La proposition de loi sera imprimée sous le n° 21, distribuée et renvoyée à la commission des lois constitutionnelles, de législation, du suffrage universel, du règlement et d’administration générale, sous réserve de la constitution éventuelle d’une commission spéciale dans les conditions prévues par le règlement.
10
Renvoi pour avis
M. le président. J’informe le Sénat que le projet de loi (n° 7, 2008 2009) généralisant le revenu de solidarité active et réformant les politiques de l’insertion, dont la commission des affaires sociales est saisie au fond, est renvoyé pour avis, à sa demande, à la commission des finances, du contrôle budgétaire et des comptes économiques de la nation.
11
Texte soumis au Sénat en application de l'article 88-4 de la Constitution
M. le président. J’ai reçu de M. le Premier ministre le texte suivant, soumis au Sénat par le Gouvernement, en application de l’article 88-4 de la Constitution :
- Projet d’autorisation donnée par le Conseil à la Présidence pour engager les négociations en vue de conclure un accord avec la Norvège et l’Islande pour l’application de certaines dispositions de la Décision du Conseil relative à l’approfondissement de la coopération transfrontalière, notamment en vue de lutter contre le terrorisme de la criminalité transfrontalière, et des dispositions de la Décision concernant sa mise en œuvre.
Ce texte sera imprimé sous le n° E-4013 et distribué.
12
Dépôt d’avis
M. le président. J’ai reçu de Mme Brigitte Bout un avis présenté au nom de la commission des affaires sociales sur le projet de loi de mobilisation pour le logement et la lutte contre l’exclusion (urgence déclarée) (n° 497, 2007 2008).
L’avis sera imprimé sous le n° 10 et distribué.
J’ai reçu de M. Philippe Dallier un avis présenté au nom de la commission des finances, du contrôle budgétaire et des comptes économiques de la nation sur le projet de loi de mobilisation pour le logement et la lutte contre l’exclusion (urgence déclarée) (n° 497, 2007 2008).
L’avis sera imprimé sous le n° 11 et distribué.
13
Ordre du jour
M. le président. Voici quel sera l’ordre du jour de la prochaine séance publique, précédemment fixée au mercredi 15 octobre 2008 :
À quinze heures :
1. Discussion du projet de loi (n° 22, 2008-2009), adopté par l’Assemblée nationale après déclaration d’urgence, de finances rectificative pour le financement de l’économie ;
Rapport (n° 23, 2008-2009) de M. Philippe Marini, fait au nom de la commission des finances, du contrôle budgétaire et des comptes économiques de la nation.
Le soir :
2. Désignation des trente-six membres de la mission commune d’analyse et de réflexion sur l’organisation des collectivités territoriales et l’évolution de la décentralisation ;
3. Suite de la discussion du projet de loi de mobilisation pour le logement et la lutte contre l’exclusion ;
Rapport (n° 8, 2008-2009) de M. Dominique Braye, fait au nom de la commission des affaires économiques.
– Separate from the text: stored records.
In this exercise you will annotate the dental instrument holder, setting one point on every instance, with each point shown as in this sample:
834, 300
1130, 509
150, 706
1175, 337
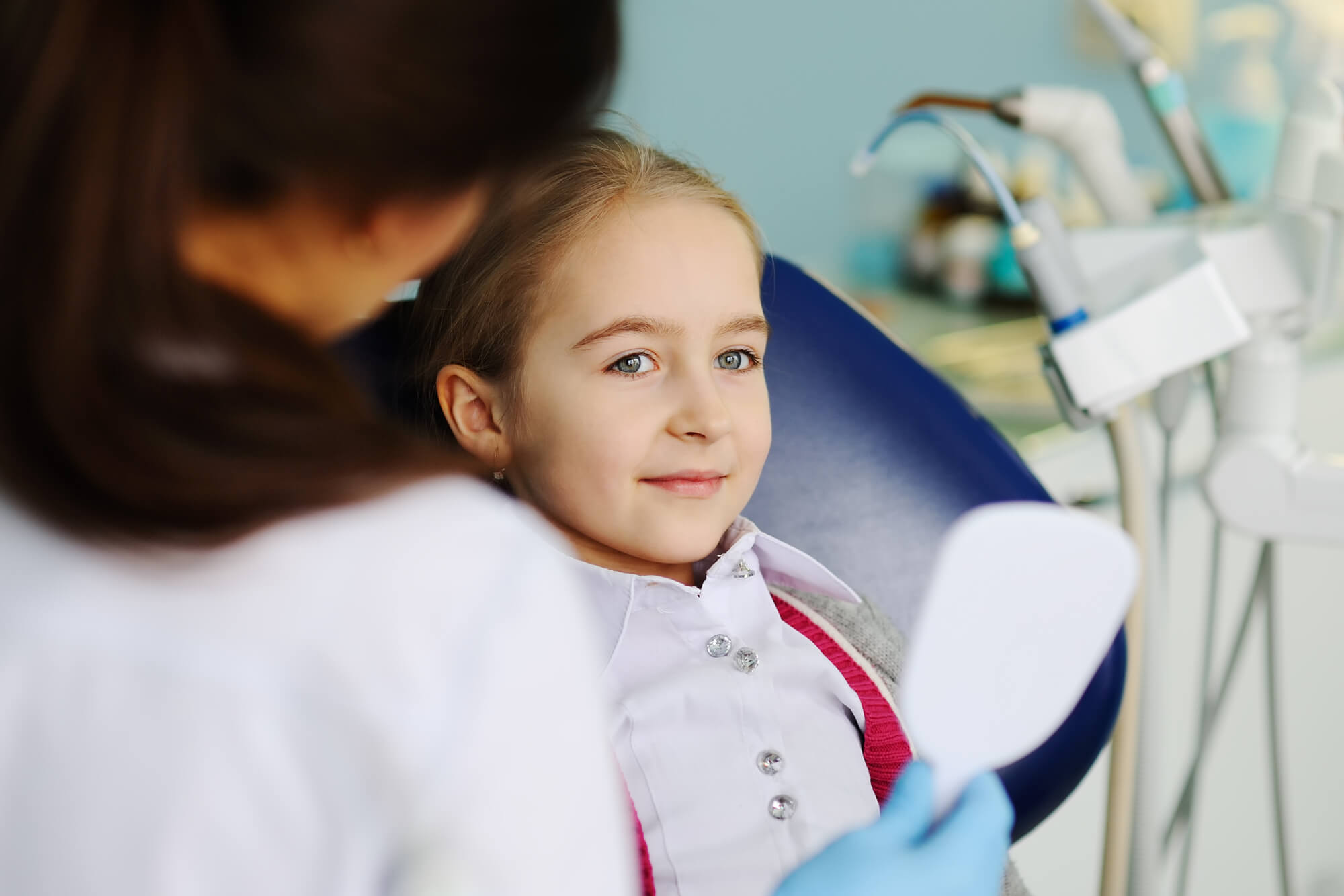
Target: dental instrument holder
1147, 319
1261, 479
Avis (n° 10, 2008-2009) de Mme Brigitte Bout, fait au nom de la commission des affaires sociales.
Avis (n° 11, 2008-2009) de M. Philippe Dallier, fait au nom de la commission des finances, du contrôle budgétaire et des comptes économiques de la nation.
Personne ne demande la parole ?…
La séance est levée.
(La séance est levée le mercredi 15 octobre 2008, à une heure quinze.)